Phase Space (story collection)
cover of the first edition
|Media type||Print (hardback & paperback)|
|Preceded by||Manifold: Origin|
Phase Space (subtitled Stories from the Manifold and Elsewhere) is a 2003 science fiction collection by British writer Stephen Baxter, containing twenty-three thematically linked stories, in which the human relationship with the universe is explored: whether humanity is truly alone in the universe, if there are other intelligent species, if these have turned their backs on us, or if expansion itself is destined to fail.
Written in the same style as most of Stephen Baxter's work, Phase Space is a collection of more or less scientifically based stories in the tradition of Arthur C. Clarke. The stories are mostly set in the same Multiverse as the books in his Manifold series, with a few stories related to his separate NASA Trilogy.

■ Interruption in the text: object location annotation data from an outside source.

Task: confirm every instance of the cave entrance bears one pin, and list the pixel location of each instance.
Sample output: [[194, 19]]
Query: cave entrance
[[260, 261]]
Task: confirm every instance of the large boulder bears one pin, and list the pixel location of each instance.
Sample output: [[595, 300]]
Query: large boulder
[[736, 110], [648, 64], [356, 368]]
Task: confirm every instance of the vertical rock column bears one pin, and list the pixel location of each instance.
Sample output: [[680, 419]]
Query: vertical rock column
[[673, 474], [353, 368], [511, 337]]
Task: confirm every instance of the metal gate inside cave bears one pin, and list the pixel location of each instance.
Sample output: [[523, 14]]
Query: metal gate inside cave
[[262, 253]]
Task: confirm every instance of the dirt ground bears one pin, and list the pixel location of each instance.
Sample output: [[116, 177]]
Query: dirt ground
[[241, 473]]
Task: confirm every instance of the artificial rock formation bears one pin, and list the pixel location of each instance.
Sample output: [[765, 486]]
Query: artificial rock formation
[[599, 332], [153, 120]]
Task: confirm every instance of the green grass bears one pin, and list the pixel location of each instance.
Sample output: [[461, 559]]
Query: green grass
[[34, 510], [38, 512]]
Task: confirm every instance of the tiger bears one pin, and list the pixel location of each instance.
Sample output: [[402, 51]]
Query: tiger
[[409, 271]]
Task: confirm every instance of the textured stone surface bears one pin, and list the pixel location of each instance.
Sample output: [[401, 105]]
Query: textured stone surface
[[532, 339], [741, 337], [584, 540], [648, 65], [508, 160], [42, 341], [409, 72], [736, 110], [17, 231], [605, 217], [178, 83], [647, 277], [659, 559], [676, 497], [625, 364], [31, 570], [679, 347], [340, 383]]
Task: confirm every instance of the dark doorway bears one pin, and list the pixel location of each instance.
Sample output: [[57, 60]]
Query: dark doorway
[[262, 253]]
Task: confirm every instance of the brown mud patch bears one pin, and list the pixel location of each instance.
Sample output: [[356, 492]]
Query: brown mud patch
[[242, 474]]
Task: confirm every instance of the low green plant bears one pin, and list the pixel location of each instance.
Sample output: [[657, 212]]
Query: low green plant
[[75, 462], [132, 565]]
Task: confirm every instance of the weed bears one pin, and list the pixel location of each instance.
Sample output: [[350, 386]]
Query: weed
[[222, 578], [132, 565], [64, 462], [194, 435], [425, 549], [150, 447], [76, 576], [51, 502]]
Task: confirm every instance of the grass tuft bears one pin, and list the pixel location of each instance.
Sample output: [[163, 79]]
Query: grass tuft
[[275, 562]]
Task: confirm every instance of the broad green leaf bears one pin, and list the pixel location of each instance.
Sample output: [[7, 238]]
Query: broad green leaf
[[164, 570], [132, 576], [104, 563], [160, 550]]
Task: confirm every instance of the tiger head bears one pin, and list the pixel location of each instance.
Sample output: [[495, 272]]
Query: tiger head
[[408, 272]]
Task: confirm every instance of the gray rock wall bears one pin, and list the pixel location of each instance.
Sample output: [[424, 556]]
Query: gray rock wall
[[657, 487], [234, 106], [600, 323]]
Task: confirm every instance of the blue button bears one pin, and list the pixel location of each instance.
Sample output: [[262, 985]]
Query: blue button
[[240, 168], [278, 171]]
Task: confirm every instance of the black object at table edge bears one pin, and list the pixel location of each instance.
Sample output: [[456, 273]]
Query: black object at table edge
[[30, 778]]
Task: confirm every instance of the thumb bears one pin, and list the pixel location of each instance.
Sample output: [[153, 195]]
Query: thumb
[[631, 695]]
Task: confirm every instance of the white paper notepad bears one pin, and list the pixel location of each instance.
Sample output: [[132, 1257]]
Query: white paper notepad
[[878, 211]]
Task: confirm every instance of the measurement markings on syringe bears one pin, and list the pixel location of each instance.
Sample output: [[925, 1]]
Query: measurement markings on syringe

The book contains the following short stories:
- Dreams (I)
- "Moon-Calf" (1998) – A retired astronaut finds hints of an ancient space voyage while on holiday in England.
- "Open Loops" (2000) – An astronaut explores, and later becomes a colonist on an asteroid, observing the expansion and evolution of humanity over the millennia.
- "Glass Earth, Inc." (1997) – A policeman must sort through the memories of a murder to find out who the killer is, and in the process, learns more about himself than he ever knew.
- "Poyekhali 3201" (1997) – The experiences of a Russian cosmonaut are no more than the ultimate re-enactment. (An earlier version of this story appeared in Decalog 5: Wonders (1997).)
- "Dante Dreams" (1998) – A police woman from San Francisco travels to the Vatican to investigate the suicide of a Jesuit priest and an illegally created sentient hologram based on the late priest.
- "War Birds" (1997) – When Apollo 11 explodes on the Moon, the US blames the Russians, then fast-tracks its Space Shuttle program for military applications.
- "Sun-Drenched" (1998) – When two Apollo astronauts are stranded on the Moon, they decide to expose themselves to the elements in the hope of colonising the Moon with bacteria and viruses from their own bodies.
- "Martian Autumn" (2002) – Too much environmental stress and life on Earth might undergo an evolutionary "reboot", like what happened on Mars.
- "Sun God" (1997) – A pendant to Titan, in which a Titanian beetle finds an abandoned Saturn rocket and studies the strange creatures (humans) who made it.
- "Sun-Cloud" (2001) – A sentient multi-corpuscular being travels to the distant future to fulfill her dying sister's dream: to witness the emergence of stars.
- "Sheena 5" – The sentient squid plotline of Manifold: Time as a separate short story, with a different ending.
- "The Fubar Suit" (1997) – An astronaut is stranded in space wearing a suit guaranteed to re-create her when her corpse is discovered. Meanwhile, a microscopic world evolves inside the suit, threatening her existence.
- "Grey Earth" (2001) – The end of Manifold: Origin from the viewpoint of Mary, the Neanderthal friend of Nemoto, set on the axis-tilted Earth of the Neanderthals.
- "Huddle" (1999) – Madeleine Meacher from Manifold: Space returns to an Earth where the descendents of humans occupy the ecological niche of seals or penguins, a hundred thousand years after the events of the novel.
- "Refugium" (2002) – Two men, an enthusiast and a cynic, set out in an alien spacecraft to discover an answer to the Fermi paradox: where have all the extraterrestrial civilisations gone?
- "Lost Continent" (2001) – Two friends discuss the possibility that Atlantis may have been more than a myth, and may have been more recent than anyone ever dreamed.
- "Tracks" (2001) – Two astronauts are on the Moon in 1973 collecting rock samples; things go wrong and the mission is aborted. But what the astronauts remember is much stranger than what the video tapes show.
- "Lines of Longitude" (1997) – A physicist teaching a community college course must cope with reality when one of her students dies after having disappeared for several days. The aftermath of his death have graver consequences than she can imagine.
- "The Barrier" (1998) – Two old men travel through space in a malfunctioning ship toward the edge of all; an exploration of the Zoo Hypothesis.
- "Marginalia" (1999) – Baxter's novel Voyage as conspiracy theory- the idea that NASA really did go to Mars in the 1970s is explored.
- "The We Who Sing" (2002) – Intelligence exists in a universe of shining gas clouds, before space became transparent.
- "The Gravity Mine" (2000) – Posthuman beings in the deep future of Manifold: Time struggle in a dying universe.
- "Spindrift" (1999) – Will human endeavours (e.g. colonisation of the Moon) have any ultimate consequence? Or will humanity arise then vanish unobserved, like spindrift?
- "Touching Centauri" (2003) – Scientists attempting to use a laser to contact another world inadvertently cause the end of their universe, while everyone struggles with the ultimate nature of their existence. (While snippets of the story are touched upon between each previous story, the full explanation is given here.)